JK Rowling a inventé une mythologie dans une langue claire, vive et agréable, elle a construit une vaste structure romanesque qui tient debout, Harry Potter ne serait être autre chose que de la littérature. Elle a du style que diable ! Même les littéraires de haut-vol aiment la lire.

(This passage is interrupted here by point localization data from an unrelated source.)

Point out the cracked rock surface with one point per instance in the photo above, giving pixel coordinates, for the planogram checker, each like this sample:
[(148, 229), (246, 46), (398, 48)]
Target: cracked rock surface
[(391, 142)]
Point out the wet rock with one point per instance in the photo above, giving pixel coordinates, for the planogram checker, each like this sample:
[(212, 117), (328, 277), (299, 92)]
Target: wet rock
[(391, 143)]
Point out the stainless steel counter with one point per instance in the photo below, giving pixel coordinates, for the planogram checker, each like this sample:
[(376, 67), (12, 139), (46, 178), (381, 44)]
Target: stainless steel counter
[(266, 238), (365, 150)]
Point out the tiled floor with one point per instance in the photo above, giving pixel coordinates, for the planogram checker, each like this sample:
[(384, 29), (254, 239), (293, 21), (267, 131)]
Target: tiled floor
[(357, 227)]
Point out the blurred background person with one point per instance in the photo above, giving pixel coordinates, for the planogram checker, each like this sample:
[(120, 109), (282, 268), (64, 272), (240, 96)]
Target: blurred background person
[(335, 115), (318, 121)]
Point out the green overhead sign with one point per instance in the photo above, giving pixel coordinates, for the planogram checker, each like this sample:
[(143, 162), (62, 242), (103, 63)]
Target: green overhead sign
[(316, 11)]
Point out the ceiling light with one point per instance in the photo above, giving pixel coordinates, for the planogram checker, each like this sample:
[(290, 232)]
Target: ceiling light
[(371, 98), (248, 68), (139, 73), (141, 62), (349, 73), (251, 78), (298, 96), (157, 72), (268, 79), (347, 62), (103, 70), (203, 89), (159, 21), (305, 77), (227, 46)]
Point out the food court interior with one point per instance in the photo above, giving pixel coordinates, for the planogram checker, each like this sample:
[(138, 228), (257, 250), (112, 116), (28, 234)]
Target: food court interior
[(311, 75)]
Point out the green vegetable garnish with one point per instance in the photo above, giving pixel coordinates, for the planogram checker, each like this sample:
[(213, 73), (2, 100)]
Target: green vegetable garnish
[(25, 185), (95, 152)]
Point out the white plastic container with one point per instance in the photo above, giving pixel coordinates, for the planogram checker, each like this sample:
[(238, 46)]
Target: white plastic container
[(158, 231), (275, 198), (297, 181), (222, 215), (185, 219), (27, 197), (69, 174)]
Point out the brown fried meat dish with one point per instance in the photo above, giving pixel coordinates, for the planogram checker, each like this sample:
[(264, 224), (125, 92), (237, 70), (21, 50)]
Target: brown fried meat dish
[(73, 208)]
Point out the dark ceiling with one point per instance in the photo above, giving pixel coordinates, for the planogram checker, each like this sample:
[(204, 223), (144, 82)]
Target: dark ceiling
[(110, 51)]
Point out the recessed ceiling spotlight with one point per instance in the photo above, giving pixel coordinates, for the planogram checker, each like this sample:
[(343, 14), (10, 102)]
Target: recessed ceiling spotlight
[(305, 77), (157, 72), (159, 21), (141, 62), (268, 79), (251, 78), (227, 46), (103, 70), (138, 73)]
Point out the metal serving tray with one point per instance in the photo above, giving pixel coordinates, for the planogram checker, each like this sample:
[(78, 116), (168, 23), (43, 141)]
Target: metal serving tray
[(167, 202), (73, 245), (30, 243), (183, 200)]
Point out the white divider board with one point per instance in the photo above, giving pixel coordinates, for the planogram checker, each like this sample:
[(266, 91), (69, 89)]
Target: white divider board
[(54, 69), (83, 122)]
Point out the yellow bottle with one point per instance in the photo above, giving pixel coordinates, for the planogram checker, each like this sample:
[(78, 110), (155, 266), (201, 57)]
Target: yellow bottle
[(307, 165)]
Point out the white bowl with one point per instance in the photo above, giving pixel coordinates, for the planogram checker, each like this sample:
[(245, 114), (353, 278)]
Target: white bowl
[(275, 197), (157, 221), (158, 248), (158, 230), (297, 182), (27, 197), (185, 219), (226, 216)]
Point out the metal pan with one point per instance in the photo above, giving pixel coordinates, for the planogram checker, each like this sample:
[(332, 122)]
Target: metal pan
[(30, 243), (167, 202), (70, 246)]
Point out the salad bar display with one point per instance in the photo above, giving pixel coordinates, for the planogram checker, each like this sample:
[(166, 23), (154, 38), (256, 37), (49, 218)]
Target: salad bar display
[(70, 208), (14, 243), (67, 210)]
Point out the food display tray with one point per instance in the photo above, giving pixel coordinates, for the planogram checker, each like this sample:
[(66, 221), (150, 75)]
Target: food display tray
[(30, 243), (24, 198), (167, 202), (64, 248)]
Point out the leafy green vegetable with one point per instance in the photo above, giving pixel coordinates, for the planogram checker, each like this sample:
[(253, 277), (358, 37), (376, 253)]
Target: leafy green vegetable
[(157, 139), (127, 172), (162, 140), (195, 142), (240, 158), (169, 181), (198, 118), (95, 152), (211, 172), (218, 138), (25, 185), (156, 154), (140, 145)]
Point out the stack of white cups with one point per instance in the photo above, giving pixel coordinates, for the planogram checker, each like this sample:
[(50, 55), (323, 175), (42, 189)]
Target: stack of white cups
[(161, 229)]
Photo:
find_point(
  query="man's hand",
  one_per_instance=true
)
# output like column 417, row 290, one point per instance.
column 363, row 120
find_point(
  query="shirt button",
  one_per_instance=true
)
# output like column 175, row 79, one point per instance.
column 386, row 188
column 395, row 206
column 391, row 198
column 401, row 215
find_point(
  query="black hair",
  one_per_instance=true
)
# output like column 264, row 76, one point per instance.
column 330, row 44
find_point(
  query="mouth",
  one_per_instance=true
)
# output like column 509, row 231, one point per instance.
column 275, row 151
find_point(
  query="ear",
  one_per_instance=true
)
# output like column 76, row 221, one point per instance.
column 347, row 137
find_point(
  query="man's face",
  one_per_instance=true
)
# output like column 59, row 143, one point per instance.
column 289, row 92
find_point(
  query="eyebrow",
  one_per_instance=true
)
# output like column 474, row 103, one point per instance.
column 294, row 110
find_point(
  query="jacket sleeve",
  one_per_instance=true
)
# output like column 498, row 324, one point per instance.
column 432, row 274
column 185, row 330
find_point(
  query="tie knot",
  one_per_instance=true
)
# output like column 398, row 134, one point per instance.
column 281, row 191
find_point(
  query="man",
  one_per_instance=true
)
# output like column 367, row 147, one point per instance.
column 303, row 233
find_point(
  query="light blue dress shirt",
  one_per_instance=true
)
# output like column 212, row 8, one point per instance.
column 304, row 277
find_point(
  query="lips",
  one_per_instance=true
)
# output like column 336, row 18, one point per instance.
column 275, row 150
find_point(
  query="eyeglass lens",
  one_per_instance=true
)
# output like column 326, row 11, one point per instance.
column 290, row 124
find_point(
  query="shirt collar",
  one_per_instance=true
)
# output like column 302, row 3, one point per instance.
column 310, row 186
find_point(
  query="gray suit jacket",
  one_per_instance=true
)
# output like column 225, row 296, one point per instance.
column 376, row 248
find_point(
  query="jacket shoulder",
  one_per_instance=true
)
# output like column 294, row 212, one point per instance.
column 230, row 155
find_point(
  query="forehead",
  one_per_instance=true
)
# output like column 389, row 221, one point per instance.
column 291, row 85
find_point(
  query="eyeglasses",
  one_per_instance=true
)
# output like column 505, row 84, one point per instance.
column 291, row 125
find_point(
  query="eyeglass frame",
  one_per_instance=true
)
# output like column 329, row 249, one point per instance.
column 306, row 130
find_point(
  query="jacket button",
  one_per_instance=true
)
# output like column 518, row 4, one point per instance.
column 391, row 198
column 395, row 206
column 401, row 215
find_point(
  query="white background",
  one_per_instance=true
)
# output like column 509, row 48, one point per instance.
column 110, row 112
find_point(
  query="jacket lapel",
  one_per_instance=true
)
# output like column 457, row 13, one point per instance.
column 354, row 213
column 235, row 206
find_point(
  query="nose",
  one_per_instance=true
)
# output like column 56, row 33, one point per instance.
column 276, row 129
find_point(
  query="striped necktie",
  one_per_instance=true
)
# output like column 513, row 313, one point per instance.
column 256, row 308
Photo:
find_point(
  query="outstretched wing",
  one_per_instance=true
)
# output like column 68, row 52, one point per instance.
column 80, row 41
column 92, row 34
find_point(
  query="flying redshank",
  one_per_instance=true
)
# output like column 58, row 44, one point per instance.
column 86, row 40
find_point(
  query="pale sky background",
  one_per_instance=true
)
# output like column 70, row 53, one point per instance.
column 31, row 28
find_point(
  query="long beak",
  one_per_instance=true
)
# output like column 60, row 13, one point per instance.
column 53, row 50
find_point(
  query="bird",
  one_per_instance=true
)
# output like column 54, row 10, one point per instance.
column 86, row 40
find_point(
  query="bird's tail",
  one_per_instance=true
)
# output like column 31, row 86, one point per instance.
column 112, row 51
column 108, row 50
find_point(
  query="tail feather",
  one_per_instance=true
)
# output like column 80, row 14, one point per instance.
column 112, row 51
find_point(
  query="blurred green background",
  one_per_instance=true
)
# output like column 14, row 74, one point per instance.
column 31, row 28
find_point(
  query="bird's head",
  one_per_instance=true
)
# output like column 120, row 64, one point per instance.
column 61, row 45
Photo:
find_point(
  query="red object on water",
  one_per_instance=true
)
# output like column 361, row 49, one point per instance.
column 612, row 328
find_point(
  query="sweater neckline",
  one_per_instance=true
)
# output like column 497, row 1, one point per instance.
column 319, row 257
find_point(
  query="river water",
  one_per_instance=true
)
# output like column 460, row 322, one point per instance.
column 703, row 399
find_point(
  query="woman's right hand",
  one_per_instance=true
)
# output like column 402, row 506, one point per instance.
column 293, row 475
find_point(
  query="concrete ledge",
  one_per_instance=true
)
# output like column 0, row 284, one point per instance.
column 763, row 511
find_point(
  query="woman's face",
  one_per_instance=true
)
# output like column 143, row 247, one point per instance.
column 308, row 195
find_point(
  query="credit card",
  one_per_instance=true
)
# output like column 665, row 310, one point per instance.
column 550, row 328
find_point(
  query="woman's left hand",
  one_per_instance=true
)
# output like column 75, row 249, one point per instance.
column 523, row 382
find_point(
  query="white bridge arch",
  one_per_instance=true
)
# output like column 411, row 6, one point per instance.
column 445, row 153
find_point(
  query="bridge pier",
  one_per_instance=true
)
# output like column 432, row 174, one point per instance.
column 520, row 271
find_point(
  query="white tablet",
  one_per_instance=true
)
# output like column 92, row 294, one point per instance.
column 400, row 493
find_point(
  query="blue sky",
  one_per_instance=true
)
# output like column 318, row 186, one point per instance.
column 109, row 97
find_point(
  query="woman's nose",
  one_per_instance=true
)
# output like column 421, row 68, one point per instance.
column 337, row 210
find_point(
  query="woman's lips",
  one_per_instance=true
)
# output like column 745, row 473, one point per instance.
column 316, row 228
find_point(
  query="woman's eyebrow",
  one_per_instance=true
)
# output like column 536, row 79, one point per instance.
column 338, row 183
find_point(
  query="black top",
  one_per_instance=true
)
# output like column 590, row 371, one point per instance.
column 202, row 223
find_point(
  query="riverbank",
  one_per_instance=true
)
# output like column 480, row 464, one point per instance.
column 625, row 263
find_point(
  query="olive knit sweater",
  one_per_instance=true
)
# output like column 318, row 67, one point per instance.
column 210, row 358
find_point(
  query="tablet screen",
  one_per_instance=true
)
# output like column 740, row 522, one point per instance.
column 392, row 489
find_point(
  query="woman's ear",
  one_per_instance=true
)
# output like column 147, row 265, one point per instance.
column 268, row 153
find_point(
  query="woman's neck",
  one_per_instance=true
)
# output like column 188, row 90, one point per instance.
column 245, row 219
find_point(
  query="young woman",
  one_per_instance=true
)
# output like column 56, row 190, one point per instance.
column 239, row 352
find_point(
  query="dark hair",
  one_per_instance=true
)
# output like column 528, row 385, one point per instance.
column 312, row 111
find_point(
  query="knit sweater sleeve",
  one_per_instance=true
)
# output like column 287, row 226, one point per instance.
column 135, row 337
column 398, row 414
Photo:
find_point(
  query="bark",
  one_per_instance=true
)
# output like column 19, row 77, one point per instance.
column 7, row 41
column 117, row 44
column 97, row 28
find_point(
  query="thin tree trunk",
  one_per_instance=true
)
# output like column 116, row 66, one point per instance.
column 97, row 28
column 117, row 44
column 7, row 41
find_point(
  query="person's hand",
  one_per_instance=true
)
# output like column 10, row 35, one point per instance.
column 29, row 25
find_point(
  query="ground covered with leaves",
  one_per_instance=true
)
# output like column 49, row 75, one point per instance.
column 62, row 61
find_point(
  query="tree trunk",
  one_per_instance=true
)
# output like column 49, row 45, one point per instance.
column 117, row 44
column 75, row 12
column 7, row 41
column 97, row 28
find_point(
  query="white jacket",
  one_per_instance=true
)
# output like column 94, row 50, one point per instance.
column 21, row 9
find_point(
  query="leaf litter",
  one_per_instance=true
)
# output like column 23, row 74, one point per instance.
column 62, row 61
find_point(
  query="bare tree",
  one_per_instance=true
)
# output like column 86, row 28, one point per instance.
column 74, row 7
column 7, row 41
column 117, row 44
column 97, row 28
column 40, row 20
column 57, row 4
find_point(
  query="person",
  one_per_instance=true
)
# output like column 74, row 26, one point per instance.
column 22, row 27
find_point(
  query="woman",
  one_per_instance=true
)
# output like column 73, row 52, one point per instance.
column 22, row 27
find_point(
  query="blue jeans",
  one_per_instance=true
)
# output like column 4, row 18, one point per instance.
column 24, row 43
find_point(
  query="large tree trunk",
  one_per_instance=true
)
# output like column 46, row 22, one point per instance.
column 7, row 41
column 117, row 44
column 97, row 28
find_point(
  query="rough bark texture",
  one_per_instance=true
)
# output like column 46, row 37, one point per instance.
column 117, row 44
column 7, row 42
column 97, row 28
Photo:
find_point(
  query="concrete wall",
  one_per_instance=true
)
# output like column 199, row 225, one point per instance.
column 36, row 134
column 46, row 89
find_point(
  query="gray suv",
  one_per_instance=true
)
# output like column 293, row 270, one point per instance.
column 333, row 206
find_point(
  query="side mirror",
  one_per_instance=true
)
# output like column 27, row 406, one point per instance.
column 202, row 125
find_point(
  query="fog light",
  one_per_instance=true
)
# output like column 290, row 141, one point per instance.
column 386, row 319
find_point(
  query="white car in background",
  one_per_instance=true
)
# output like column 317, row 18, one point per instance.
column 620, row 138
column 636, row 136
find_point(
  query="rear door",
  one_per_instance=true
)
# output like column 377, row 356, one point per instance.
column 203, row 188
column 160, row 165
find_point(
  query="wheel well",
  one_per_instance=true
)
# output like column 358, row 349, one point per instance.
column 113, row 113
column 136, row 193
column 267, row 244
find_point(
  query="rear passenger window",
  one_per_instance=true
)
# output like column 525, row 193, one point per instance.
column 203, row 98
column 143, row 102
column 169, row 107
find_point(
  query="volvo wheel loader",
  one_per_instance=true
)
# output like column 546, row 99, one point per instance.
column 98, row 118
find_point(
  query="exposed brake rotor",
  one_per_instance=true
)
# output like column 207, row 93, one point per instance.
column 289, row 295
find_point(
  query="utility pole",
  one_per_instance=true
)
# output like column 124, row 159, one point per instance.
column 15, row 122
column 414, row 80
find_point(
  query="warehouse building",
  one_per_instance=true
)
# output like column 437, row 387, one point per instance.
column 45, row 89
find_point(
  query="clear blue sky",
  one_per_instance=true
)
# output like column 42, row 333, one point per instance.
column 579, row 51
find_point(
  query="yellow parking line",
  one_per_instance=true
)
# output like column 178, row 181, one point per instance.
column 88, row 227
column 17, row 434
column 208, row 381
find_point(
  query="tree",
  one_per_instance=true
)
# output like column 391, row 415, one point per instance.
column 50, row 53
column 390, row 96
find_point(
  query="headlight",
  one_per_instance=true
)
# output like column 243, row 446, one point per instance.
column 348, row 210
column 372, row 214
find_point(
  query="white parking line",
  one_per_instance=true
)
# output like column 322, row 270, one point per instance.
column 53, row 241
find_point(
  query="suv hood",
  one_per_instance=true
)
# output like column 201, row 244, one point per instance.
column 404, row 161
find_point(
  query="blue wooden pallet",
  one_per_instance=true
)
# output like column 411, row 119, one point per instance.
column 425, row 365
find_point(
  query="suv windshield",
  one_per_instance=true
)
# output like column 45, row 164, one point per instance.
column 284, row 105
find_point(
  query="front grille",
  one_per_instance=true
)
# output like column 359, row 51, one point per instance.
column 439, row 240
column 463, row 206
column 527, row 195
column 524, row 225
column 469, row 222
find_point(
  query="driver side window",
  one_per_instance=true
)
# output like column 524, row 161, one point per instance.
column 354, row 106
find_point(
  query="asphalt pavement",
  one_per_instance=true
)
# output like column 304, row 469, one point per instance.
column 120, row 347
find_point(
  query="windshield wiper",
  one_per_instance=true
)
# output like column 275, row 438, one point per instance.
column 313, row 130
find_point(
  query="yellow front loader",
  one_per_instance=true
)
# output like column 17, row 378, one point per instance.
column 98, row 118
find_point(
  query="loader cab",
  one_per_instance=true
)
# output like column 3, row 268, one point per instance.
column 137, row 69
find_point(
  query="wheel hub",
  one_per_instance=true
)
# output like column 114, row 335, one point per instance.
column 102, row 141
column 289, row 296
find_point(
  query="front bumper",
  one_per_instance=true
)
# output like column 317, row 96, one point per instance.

Encore faut-il reconnaître que La littérature se fait souvent son propre juge : après tout on avait bien refusé le manuscrit de Proust ! Certains disent de Christine Angot qu’elle est géniale et qu’elle est la seule révolution littéraire de la fin du 20ème siècle, d’autres la méprisent et lui nient toute forme de talent : la seule chose sur laquelle les deux écoles s’accordent, c’est qu’elle offre une définition novatrice de la relation de l’écrivain à la littérature ; qu’on aime ou qu’on n’aime pas, force est de

constater que ses écrits sont le fruit d’une réflexion artistique, esthétique et morale. On peut toutefois s’en passer : Rowling n’a pas pour but de révolutionner la littérature, mais elle livre des ouvrages de lecture agréable, distrayante en accord avec les règles qui rendent viables la création littéraire. La littérature c’est aussi le plaisir ! Chacun est libre de décider à l’aune de son expérience de lecteur si ce qu’il lit est bon ou non en fonction de ses critères. De même, la critique littéraire a le droit de dire que tel ou tel ouvrage relève de la littérature ou non, s’il est bon ou mauvais, parce qu’elle l’évalue en professionnelle, en fonction d’un héritage culturel littéraire immense qu’elle maîtrise. Pour ma part, je me pose davantage en lectrice qu’en critique littéraire -un peu d’humilité que diable !- même si ma formation littéraire m’autorise à porter un jugement critique puisque c’est à cela qu’on me forme, entre autres choses.

Voilà ma réponse à ta question Magali, en espérant qu’elle te convienne. Elle est bien sûr conditionnée par ce que je suis et ce que j’aime et n’a d’autre légitimité que celle que toi et les autres lecteurs égarés sur mon blog, voudrez bien lui accorder.